La Corte di Cassazione, nel rigettare la domanda, con la sentenza del 16 gennaio 2025 n. 1036, rileva che: “sotto il profilo della dedotta responsabilità contrattuale, il giudice ha considerato che il maggior danno dedotto non rientrava, sotto il profilo eziologico, nella prevedibilità richiesta dall’art. 1225 c.c., la quale a livello contrattuale si risolve in un giudizio astratto di probabilità del verificarsi di un futuro evento, secondo un parametro di normale diligenza del soggetto tenuto ad adempiere la propria obbligazione. Ragionando sulla base dei criteri sopra descritti, il giudice, secondo il suo prudente apprezzamento, ha ritenuto, da un lato, che il danno attribuibile all’inadempimento del professionista per le omissioni tributarie accertate fosse di gran lunga minore, sotto il profilo causale, rispetto a quello invocabile dall’attrice, proprio in relazione alla nozione di normale prevedibilità del medesimo, non avendo la vicenda avuto alcun risvolto penale, sì da poter scatenare una reazione psicologica simile a quella dedotta; dall’ altro, ha ritenuto, proprio in ragione dell’inadempimento accertato, che il danno ricollegabile all’inadempimento del professionista incaricato di redigere la dichiarazione dei redditi fosse considerabile in relazione alle esigue sanzioni patrimoniali irrogate alla contribuente per ripianare l’omissione contributiva, per la restante maggior parte restando detto onere comunque a carico della contribuente, restando fuori dall’abito del danno prevedibile il grave danno permanente alla persona o la perdita della capacità lavorativa, e ciò anche secondo un criterio di proporzionalità“.
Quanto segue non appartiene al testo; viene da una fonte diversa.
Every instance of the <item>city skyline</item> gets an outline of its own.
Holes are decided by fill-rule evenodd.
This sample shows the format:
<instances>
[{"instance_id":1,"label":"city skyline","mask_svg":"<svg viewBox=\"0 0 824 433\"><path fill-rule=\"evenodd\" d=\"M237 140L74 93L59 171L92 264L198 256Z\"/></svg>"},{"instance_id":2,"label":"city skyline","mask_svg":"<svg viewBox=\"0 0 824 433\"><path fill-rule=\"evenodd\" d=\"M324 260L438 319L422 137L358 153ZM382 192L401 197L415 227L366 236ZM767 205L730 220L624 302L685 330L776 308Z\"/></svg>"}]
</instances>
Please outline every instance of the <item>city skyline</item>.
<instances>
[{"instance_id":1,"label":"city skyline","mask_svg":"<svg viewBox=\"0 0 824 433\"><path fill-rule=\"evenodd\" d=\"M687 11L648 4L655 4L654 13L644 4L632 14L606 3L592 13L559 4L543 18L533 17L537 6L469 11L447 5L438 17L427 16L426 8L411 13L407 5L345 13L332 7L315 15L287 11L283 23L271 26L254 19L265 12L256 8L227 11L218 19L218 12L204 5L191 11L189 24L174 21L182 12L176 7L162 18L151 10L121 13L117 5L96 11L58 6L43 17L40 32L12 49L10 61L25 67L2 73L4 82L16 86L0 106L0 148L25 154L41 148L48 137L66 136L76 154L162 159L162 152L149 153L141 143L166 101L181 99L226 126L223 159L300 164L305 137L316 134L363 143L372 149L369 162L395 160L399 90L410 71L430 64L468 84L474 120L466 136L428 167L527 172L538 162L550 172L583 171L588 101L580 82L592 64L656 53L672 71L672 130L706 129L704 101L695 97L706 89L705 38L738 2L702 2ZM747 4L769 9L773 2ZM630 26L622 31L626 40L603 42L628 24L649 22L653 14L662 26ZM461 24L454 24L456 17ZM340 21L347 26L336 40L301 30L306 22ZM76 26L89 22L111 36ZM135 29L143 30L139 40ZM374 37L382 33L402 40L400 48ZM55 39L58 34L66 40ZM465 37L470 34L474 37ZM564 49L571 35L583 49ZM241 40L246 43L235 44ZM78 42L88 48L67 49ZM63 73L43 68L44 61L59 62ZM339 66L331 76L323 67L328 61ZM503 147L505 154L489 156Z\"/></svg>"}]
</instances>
Più in generale la Corte sottolinea che: “la prevedibilità, alla quale fa riferimento l’art. 1225 c.c. per limitare il danno da responsabilità contrattuale, se non dipeso da dolo del debitore, costituisce un limite giuridico non all’esistenza ontologica del danno, ma alla misura del risarcimento pretendibile, essendo esso riferito al danno prevedibile non dall’ottica dello specifico debitore e delle sue particolati sensibilità, bensì avendo riguardo alla prevedibilità astratta inerente a una determinata categoria di rapporti contrattuali, sulla scorta delle regole ordinarie di comportamento dei soggetti economici, secondo un criterio di normalità e di comune esperienza in rapporto all’inadempimento da cui origina e alle circostanze di fatto conosciute. Inoltre, essendo quello della prevedibilità “in astratto” del danno risarcibile – da valutarsi al tempo in cui è sorta l’obbligazione – un accertamento in fatto spettante al giudice di merito, quest’ultimo è insindacabile in sede di legittimità se adeguatamente motivato (Cass. civ., Sez. II, 14/11/2019 n. 29566; Cass. Civ., Sez. Lav., 31/7/2014 n. 17460; Cass. Sez. 2, Sentenza n. 15639 del 18/09/2012; Cass. Civ., Sez. III, 15/5/2007 n.11189; Cass. Sez. 3, Sentenza n. 16091 del 27/10/2003; Cass. Sez. 1, Sentenza n. 3102 del 17/03/2000).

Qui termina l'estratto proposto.